I’m going to read that as a (poor) attempt at humor, but deep down inside, I feel the need to comment that (a) slurs against an entire people/nation/ethnicity are akin to “racism” and not allowed on these Message Boards at all; and (b) personal insults are not allowed in this forum.
To say that British pronunciations and spellings are eccentric is one thing; to attribute characteristics (such as “stupidity”) to British people is something quite else. In this case, I’m presuming it was an attempt at a joke.
And, Malacandra, please don’t compound it by a retort. Best response is to hit the REPORT BAD POST button (the little exclamation point in the red triangle in the upper right corner of the post.)
BTW, my favorite British pronunciation is Cholomondely, pronounced “Chumley.”
That’s what I had typed (from memory) at first, and then I checked the imdb which said accent grave. It’s been a couple hundred years since I took French, so I didn’t remember, and I trusted the imdb.
Well, Fields was a comedian and loved the sounds of words. “Accent grave” sounded pretentious enough for the character, the fact that it is inaccurate makes it that much funnier for the six people in the audience who “get” it.

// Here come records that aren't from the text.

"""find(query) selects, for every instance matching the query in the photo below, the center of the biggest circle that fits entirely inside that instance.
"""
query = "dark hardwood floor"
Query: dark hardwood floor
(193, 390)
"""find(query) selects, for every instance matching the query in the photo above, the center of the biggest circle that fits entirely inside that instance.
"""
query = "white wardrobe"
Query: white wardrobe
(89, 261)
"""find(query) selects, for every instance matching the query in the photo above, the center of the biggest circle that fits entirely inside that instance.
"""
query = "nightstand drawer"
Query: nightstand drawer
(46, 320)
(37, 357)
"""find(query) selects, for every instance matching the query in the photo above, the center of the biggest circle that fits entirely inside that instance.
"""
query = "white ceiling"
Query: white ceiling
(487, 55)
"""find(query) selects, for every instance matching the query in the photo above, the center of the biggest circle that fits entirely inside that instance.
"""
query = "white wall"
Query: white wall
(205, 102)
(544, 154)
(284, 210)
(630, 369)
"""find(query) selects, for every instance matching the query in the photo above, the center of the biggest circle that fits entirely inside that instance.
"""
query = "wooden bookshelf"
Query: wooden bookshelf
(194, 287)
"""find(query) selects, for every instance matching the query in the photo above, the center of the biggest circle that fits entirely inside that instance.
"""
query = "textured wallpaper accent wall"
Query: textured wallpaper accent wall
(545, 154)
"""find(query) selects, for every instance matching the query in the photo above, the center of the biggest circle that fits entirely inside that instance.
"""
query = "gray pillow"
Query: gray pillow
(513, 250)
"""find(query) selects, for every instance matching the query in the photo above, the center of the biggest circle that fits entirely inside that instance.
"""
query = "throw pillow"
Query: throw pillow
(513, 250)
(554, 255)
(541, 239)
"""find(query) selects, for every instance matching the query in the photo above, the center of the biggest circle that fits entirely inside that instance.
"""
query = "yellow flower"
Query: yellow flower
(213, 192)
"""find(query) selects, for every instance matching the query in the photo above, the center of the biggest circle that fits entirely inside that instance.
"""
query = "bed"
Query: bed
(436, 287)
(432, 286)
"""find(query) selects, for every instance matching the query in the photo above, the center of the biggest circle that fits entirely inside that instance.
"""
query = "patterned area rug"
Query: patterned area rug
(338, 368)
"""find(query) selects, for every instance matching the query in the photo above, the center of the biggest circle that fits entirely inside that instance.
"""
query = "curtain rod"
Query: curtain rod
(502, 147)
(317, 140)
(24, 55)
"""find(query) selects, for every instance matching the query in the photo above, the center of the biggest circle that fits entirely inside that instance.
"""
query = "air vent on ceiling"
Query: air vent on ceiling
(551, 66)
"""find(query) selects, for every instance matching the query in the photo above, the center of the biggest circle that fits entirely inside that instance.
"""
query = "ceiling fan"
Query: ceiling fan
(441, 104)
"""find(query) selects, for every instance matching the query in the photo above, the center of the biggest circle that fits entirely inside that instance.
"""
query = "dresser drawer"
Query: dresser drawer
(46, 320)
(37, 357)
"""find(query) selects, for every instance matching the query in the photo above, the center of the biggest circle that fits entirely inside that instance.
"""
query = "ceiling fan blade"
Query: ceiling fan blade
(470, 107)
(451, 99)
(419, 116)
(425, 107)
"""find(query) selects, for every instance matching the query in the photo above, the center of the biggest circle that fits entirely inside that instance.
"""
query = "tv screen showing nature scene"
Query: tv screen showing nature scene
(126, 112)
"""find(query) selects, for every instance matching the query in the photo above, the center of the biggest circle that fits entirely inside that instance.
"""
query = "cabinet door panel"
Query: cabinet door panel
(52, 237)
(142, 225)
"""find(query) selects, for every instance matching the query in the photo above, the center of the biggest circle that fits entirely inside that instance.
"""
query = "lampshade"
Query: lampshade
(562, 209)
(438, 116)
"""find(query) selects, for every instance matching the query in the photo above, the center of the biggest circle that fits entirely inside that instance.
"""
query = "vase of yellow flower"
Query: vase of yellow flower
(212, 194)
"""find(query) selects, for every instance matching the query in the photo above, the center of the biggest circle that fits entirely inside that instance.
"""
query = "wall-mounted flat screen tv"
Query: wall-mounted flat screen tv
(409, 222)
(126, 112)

Well, there was the Nicholas Cage skit on SNL in which he and his wife are trying to pick out a new for the upcoming baby. He’s rejecting all of them as too easy to make fun of. At the end of the skit, a delivery man calls himby the name on the address (Asswipe) and Nick corrects him that it’s pronounced “Ahz-WEE-pay.”
FTR, I’m actually something of an Anglophile – but I always enjoy a chance to twit our dear British cousins over those many little cultural eccentricities of which they seem so curiously proud. And archaic/idiosyncratic orthography tops the list. I mean, come on! Pronouncing “Edinburgh” with four syllables?!
Good heavens, I didn’t think it anywhere near report-worthy - I don’t for a moment suppose that BG seriously meant to insult the entire country just based on either our eccentricity over place names or his inability to understand why we pronounce them the way we do.
Seriously, most of the answer is that places in Britain have been around for a long time, and most of the names were given hundreds of years even before the Normans came over and started mispronouncing them, which is probably part of the problem; the rest is that the entire damn language keeps drifting pronunciation-wise. You guys might very well understand the entire conversation round the table when the Declaration was signed, if you could hear it rendered faithfully; I wouldn’t give myself a prayer of comprehending what was said at Runnymede in 1215, even the bits they actually said in English.
One of those, BTW, and a very curious one, is that the Brits are historically very proud of being stupid! George Orwell commented on this national trait at length, noting that the British had adopted as their unofficial national symbol the bulldog – a breed known for its strength and tenacity, but also for impenetrable stupidity; and that patriots of the “Colonel Blimp” type, who read Blackwood’s, would publicly thank God that they were “not brainy”; and that in British popular fiction, the most intelligent characters (Jeeves, Svengali) are almost always also the most unscrupulous.
I sometimes wonder whether this is a case of making a virtue of necessity, or an elaborate plot to lure the rest of the world into underestimating the Brits . . . No conclusion reached as yet.